The growing evidence of a return to economic health highlights a welcome paradox facing Mr Trump as he prepares to take office.
The president-elect’s victory came thanks to his ability to tap into economic discontent, particularly in the US rust belt that was highlighted by his flight to Indiana this week to announce a deal to save almost 1,000 jobs at air- conditioning manufacturer Carrier.
But the data suggest much of the repair job has already been done by his predecessor, Barack Obama. The OECD said in its latest forecast the US would be the best-performing major advanced economy next year, growing 2.3 per cent. Other data this week highlighted “sustained acceleration” in manufacturing.

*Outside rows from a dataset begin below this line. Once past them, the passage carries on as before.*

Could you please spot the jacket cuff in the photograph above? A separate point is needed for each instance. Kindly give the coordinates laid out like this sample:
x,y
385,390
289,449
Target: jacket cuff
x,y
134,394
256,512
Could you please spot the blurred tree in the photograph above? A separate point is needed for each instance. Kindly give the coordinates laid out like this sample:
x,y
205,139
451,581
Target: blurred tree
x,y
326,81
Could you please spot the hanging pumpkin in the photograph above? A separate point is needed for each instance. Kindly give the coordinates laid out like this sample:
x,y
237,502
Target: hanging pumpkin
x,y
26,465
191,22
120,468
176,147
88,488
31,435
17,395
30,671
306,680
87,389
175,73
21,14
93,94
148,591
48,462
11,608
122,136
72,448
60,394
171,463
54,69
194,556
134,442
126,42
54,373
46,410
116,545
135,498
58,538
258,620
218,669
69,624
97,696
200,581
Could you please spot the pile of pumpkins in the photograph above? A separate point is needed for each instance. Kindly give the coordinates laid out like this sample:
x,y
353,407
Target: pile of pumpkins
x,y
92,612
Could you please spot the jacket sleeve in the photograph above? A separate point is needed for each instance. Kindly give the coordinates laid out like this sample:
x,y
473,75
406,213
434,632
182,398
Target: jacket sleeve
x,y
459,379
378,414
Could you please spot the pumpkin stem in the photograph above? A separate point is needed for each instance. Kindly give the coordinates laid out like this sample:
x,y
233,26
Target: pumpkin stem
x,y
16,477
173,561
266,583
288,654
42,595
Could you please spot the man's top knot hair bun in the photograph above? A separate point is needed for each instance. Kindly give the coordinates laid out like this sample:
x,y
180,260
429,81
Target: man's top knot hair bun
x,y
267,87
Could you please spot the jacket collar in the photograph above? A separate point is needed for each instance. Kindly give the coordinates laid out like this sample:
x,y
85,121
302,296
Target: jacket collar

Steven Mnuchin, Trump’s Treasury secretary nominee, this week promised to oversee an economy that would grow regularly at an annual rate of 3-4 per cent due to a combination of tax cuts and deregulation aimed at spurring business investment and hiring.
In a bid to give business a voice in economic policy, Mr Trump yesterday also announced the establishment of a special advisory body made up of top executives chaired by Blackstone’s Stephen Schwarzman and including Bob Iger, chief executive of Disney, and former General Electric boss Jack Welch.
Yesterday’s jobs report did contain some cautionary data. Average hourly earnings dipped 0.1 per cent from the previous month. But economists said the slip in wages was largely a seasonal blip in hiring patterns.